La controversia se desarrolla
La portada en sí presentaba una imagen de apretón de manos, descrita por algunos como extraña, mientras que las imágenes internas del artículo incluían un gráfico de un hombre musculoso con la Torre Salesforce colocada entre sus piernas. Estas imágenes provocaron una condena inmediata en las redes sociales, y muchos usuarios cuestionaron las elecciones editoriales detrás de representaciones tan explícitas.
El senador del estado de California Scott Wiener, un destacado defensor de los derechos LGBTQ+, criticó públicamente la premisa del artículo, sugiriendo que reforzaba estereotipos dañinos en lugar de celebrar la diversidad. A pesar de estas críticas, algunos dentro de la industria tecnológica defendieron el artículo, y un inversor anónimo calificó el resultado de “asqueroso” pero, en última instancia, justificado.
El panorama más amplio
El debate en torno al artículo de Wired destaca una tensión más amplia en la cobertura mediática de la representación LGBTQ+ en la tecnología. Si bien reconocer que las personas LGBTQ+ desempeñan roles influyentes en Silicon Valley no es inherentemente sorprendente, la forma en que la revista eligió presentar este hecho generó preocupaciones sobre la cosificación y el posible refuerzo de tropos homofóbicos.

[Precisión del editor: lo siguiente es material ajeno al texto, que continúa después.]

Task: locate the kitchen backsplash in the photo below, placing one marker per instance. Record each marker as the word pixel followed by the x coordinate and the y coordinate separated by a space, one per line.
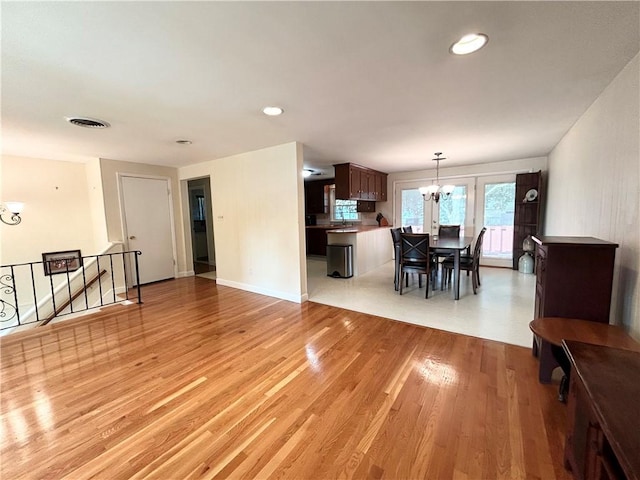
pixel 365 219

El incidente subraya la importancia del periodismo responsable, particularmente cuando se cubren temas delicados. La reacción también sirvió como recordatorio del poder de las redes sociales para amplificar rápidamente las críticas y responsabilizar a los medios de comunicación por sus decisiones editoriales.
Respuesta de las redes sociales
Internet respondió con una rápida sátira y duras críticas, criticando el enfoque del artículo. Algunos usuarios señalaron que el artículo parecía anticuado y poco original, mientras que otros acusaron a Wired de sensacionalismo. Esta vergüenza pública ilustra el panorama cambiante de la responsabilidad de los medios, donde las audiencias expresan cada vez más sus demandas de una representación respetuosa e inclusiva.
En última instancia, la portada de Wired sirve como un estudio de caso sobre cómo un contenido aparentemente inofensivo puede generar controversia cuando carece de matices y sensibilidad, y refuerza que la representación importa – no sólo que existe, sino cómo se retrata.